Traces, sillons, de Claire Malroux, ne s’affiche pas comme un journal, n’est pas titré comme tel. Pourtant il y ressemble : textes datés, séparés par des blancs, des astérisques ; intermittences et discontinuité, un caractère dont le lecteur ne souffre pas, ici, du tout.

La prose, par tradition, privilégie l’écoulement et sa logique au moins causale, la poésie est habituée à la rupture, est habitée, intensément par elle. Le journal serait donc à situer entre les deux ? Pas pour autant, encore que rédigé par un poète, comme c’est le cas de Claire Malroux, il gagne en épaisseur au moyen de formules ou d’images décisives : « La part irréductible de l’inconnu infirme tout le reste », « Le ciel est une attirante mais intransigeante paroi ».

D’où vient la réussite de ce presque, ou de ce faux journal ?

Peut-être de ce que, pour commencer, Claire Malroux se refuse à en rédiger un, lui préférant plutôt « des allées et venues entre le passé et le futur. Quelque chose qui soit non la plaie et le couteau, mais la blessure et le baume qu’elle sécrète ». Elle se veut libre d’aborder les sujets qu’elle préfère, la traduction, la poésie, Emily Dickinson, ou Emily Brontë, tant d’autres, et à partir de là, de laisser affleurer des pensées sur le temps et la disparition, qui structurent l’ensemble, en sont le vrai sujet. « L’essentiel, écrit-elle, est qu’un point de départ se soit présenté.  » Suit un poème d’elle où présent et passé se confondent : « “Pour Mort ne pouvant m’arrêter/Aimable il s’arrêta pour moi”. Je reconnaîtrai ces vers d’Emily Dickinson que j’aurais traduits dans des temps très anciens. »

Elle se méfie de la chronologie qui ne tient aucun compte de « l’activité sourde, insensible même à soi » qui alimente l’écriture. Et elle est réticente vis-à-vis du langage, qui est pourtant « notre feuillaison ininterrompue », « le seul élément humain capable d’égaler la profusion des étoiles ».

Dans un cours au Collège de France sur Proust, Stendhal, Montaigne, Antoine Compagnon estime que le récit de vie est soit une série d’événements que lie la cohérence, dans une progression linéaire et logique ; soit une quête, même une chasse, assortie de retours en arrière, péripéties, répétitions et boucles, dont le moteur, est le déchiffrement des traces, la connaissance des indices. Dans ce cas le lecteur autant que l’écrivain est un chasseur, un détective, il découvre un récit en train de se construire, il recherche les détails qui donnent au tout sa cohérence.

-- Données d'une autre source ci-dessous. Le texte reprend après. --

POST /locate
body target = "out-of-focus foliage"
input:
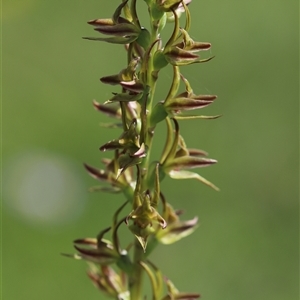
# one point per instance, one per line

Si Claire Malroux intitule son journal « traces, sillons », ce n’est pas un hasard. En chasseresse méticuleuse, elle enregistre les signaux en provenance du passé que lui inspire son quotidien, point de départ de sa pensée. « 5 janvier. Encore un cap de passé, mais je suis incapable d’en envisager d’autres. Dans mon esprit, ce ne sont qu’images de chutes et de disparitions. » Peu avant, une chute, en effet, lui a démis l’épaule : « Décéder implique (donc) un mouvement plus doux qu’une chute. Tombe-t-on ou s’en va-t-on dans la tombe ? » Elle parvient à inscrire ses propos dans le cours des journées, sans être sentencieuse, refusant l’abstraction et la solennité, à la manière de Ponge, qu’elle cite, désaffublant la poésie.

« Entre la bête et l’ange, (l’homme) flotte, invinciblement attiré par les deux abîmes. Pesanteur et grâce. » Choisissons mot profondeur au lieu de pesanteur, conservons grâce : les deux mots nous conviennent pour condenser notre lecture et caractériser le livre.

Claire Malroux est la traductrice bien connue d’Emily Dickinson, mais aussi de Wallace Stevens, Derek Walcott, et d’autres… Également poète, elle inaugure ici une manière, nouvelle pour elle, d’écrire, où cohabitent avec bonheur des considérations philosophiques, des aveux plus intimes, des poèmes, des lectures et où y fulgure de temps à autre une formule ramassée comme une pierre de prix : « L’absente est l’enfant que je fus, mariée au monde. »

* Le titre de l’article reprend la citation de René Char mise en exergue au livre.